Danielle Paes Barretto de Arruda Camara

**LAST VERSION: 02-06-19 (review)**

In this first notebook playlist's information for each category of Spotify is obtained.

**Input:**

* Spotify API credentials 
* Inform optionally as function input:

        country - An ISO 3166-1 alpha-2 country code (optional).
        locale - The desired language, consisting of an ISO 639 language code and an ISO 3166-1 alpha-2 
        country code, joined by an underscore (optional).


**Output:**

* list of categories in .txt (e.g. category_ids_list_country_NL_2019-04-28.txt)
* csv files with playlist_name and playlist_id for all categories (e.g. playlists_category_afro_NL_2019-04-28.csv)

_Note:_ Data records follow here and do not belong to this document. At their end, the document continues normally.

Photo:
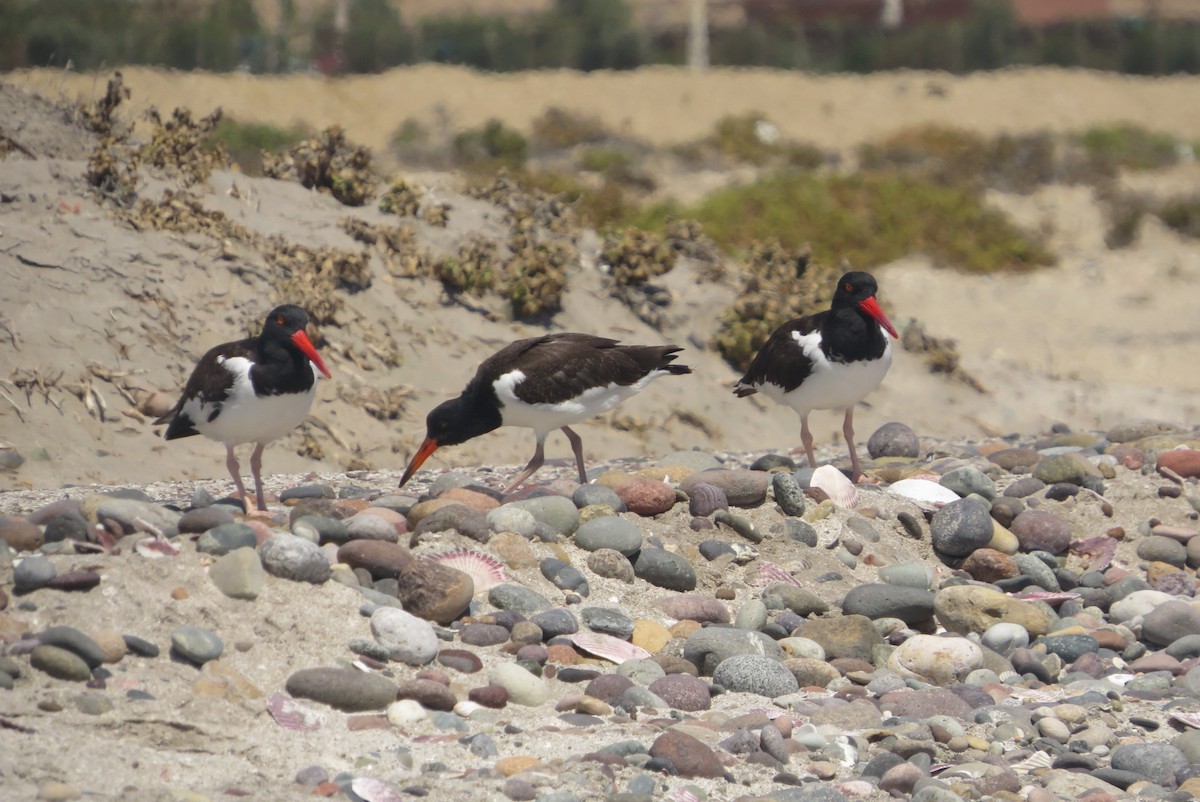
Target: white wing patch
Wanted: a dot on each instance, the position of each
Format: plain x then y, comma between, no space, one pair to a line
544,418
831,385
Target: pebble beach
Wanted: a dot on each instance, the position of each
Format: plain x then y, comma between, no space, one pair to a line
1006,620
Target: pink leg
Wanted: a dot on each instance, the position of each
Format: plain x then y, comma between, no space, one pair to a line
534,464
256,467
235,472
847,430
577,447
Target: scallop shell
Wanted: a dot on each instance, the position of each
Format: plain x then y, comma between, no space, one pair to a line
706,500
928,495
771,573
485,570
840,490
609,647
289,713
1191,719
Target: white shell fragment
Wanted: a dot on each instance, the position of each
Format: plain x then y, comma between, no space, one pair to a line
929,495
609,647
840,490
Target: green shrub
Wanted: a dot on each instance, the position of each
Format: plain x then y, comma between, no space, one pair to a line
869,219
492,145
1131,147
246,142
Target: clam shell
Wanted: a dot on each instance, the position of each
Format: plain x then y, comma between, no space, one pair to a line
928,494
375,790
485,570
156,548
840,490
609,647
289,713
706,500
1035,761
768,573
1191,719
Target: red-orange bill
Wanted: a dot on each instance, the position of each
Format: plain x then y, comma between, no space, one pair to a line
304,343
871,307
423,454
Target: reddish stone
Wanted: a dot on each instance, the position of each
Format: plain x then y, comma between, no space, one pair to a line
382,558
989,566
1183,461
489,695
21,534
647,497
688,754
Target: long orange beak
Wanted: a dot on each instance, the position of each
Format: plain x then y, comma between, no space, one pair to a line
304,343
871,307
423,454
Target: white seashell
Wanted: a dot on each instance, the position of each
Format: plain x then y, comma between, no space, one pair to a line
466,708
927,494
609,647
375,790
1191,719
485,570
840,490
289,713
1037,760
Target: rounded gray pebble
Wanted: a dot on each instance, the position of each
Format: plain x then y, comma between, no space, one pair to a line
610,532
196,645
31,573
225,538
665,569
755,675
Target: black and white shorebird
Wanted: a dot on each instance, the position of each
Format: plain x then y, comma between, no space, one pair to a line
828,360
545,383
252,390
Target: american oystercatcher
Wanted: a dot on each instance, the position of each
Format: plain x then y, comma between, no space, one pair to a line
252,390
545,383
828,360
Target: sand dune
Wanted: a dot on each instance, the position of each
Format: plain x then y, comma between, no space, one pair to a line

The following notebook (02-retrieve_playlist_tracks_audio_features_Categories_070319.ipynb) will use the information obtained here to retrieve tracks for each playlist and their audio features.

# Libraries

In [1]:
import pandas as pd
import time
TodaysDate = time.strftime("%Y-%m-%d")

from tqdm import tqdm

import pickle

# Folders

In [2]:
# output_folder = "./data/playlists/"

output_folder = "D:/DATA_02062019/NEW_DATA/playlists/"

# Access to Spotify API 

For credentials : https://developer.spotify.com/dashboard/login


In [3]:
import spotipy 
from spotipy.oauth2 import SpotifyClientCredentials 
cid ="********************************" 
secret = "********************************" 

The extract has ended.